How Senior Loans Protect Your Investment
How safe are senior loans? Think of it this way: when a company liquidates, there’s a long line of people who will be paid out for their investment and a structure saying who gets paid first.
With this structure, senior loan holders are made whole before owners of a company’s corporate bonds (“subordinated debt” above), convertible bonds and preferred stocks (“hybrids”), and common shares (“equity”). That’s why, for instance, when American Airlines went bankrupt in 2011 and became the new American Airlines (AAL), owners of the old AA stock got basically nothing while many of the company’s lenders lost little or no money.
That’s how it works on paper, anyway; the reality is a bit more complicated.
The Fed Blurs the Picture
Now let’s talk performance and compare the index funds covering investment-grade corporate bonds and floating-rate loans. For corporates, that would be the iShares Investment Grade Corporate Bond ETF (LQD); for floating rates, we’ll use the iShares Floating Rate Bond ETF (FLOT). We see that both are down about the same amount year to date, but they’re down much less than stocks.
Bond ETFs Float Through the Crisis
These movements make sense. FLOT is less volatile than the bond fund, since it’s less likely to suffer markdowns from defaults, and both ETFs are doing much better than common stocks because stocks have a higher risk of going to zero as bankruptcies rise.
That’s why both LQD and FLOT were decent hedges before the crisis—and they remain good ones if you think COVID-19 will result in widespread bankruptcies at very large corporations. There’s only one problem: the Federal Reserve has made it clear that it will not let that happen. And one of the biggest clichés on Wall Street is a clear command: don’t fight the Fed!
Why not? Because going against Fed policy results in inferior returns over the long haul, and betting that the Fed will let bankruptcies spike over the next year will result in meager returns.

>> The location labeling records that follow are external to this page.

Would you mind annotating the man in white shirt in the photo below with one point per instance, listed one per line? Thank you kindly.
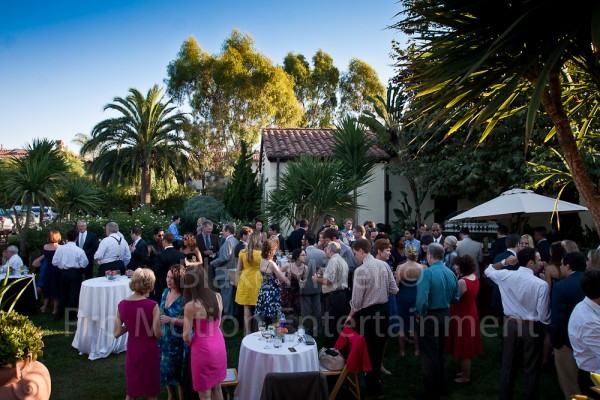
(113, 252)
(584, 332)
(11, 255)
(526, 302)
(436, 232)
(335, 292)
(71, 260)
(470, 247)
(88, 241)
(221, 266)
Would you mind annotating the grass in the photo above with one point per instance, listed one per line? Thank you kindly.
(76, 377)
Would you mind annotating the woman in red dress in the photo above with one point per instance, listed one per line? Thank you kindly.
(464, 341)
(140, 316)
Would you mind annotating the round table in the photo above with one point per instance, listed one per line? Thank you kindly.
(256, 361)
(98, 302)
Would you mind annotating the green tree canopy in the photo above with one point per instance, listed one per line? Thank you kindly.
(232, 94)
(144, 142)
(308, 189)
(483, 56)
(243, 192)
(34, 179)
(315, 87)
(356, 85)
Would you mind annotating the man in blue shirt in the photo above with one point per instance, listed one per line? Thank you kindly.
(437, 287)
(173, 228)
(410, 238)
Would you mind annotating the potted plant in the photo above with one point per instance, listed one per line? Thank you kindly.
(21, 375)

The last time there was a clear-cut situation where the Fed was basically telling you not to buy senior loans was in 2013, when the central bank pumped over a trillion dollars into the economy through its quantitative easing program (which was much smaller than the over $2 trillion the Fed and Treasury are pumping into the US economy right now). Back then, fighting the Fed with FLOT (in orange below) yielded a return of basically zero:
No Loss—and No Gain
Sure, you didn’t lose money, but you also missed out on the massive gains you could have bagged by rolling with the Fed’s line and buying into the economy through stocks. This year seems to be panning out quite similarly, but with an important twist.
A Better Alternative
The world today is nothing like it was in 2013; with a global pandemic, simply betting on all stocks going up while many companies are being forced to shut down will result in a portfolio with a lot of losers mixed in with the winners. It’s one reason why, throughout this pandemic, I’ve been banging the drum for a return to value investing—and the funds that know which value-investing tools to employ.
That’s a big reason why in mid-March, I suggested looking at the Boulder Growth & Income Fund (BIF), which invests in Warren Buffett’s Berkshire Hathaway (BRK.A) and other Buffett-approved stocks, like JP Morgan Chase & Co. (JPM) and American Express (AXP).
Value Investing Pays Off in a Crisis
This value-investing fund shot up 10% in no time. Today, with a 17% discount to NAV and a 4.4% yield, BIF hasn’t attracted nearly as many buyers as it likely will when investors realize they can buy a fund that carefully chooses which stocks to buy and which to avoid—without the humdrum low returns of a floating-rate fund. That makes a huge difference over the long haul:
BIF a Big Outperformer
And you can get set for BIF’s next upward move now, without being invested in the overvalued companies most likely to go bust due to the pandemic.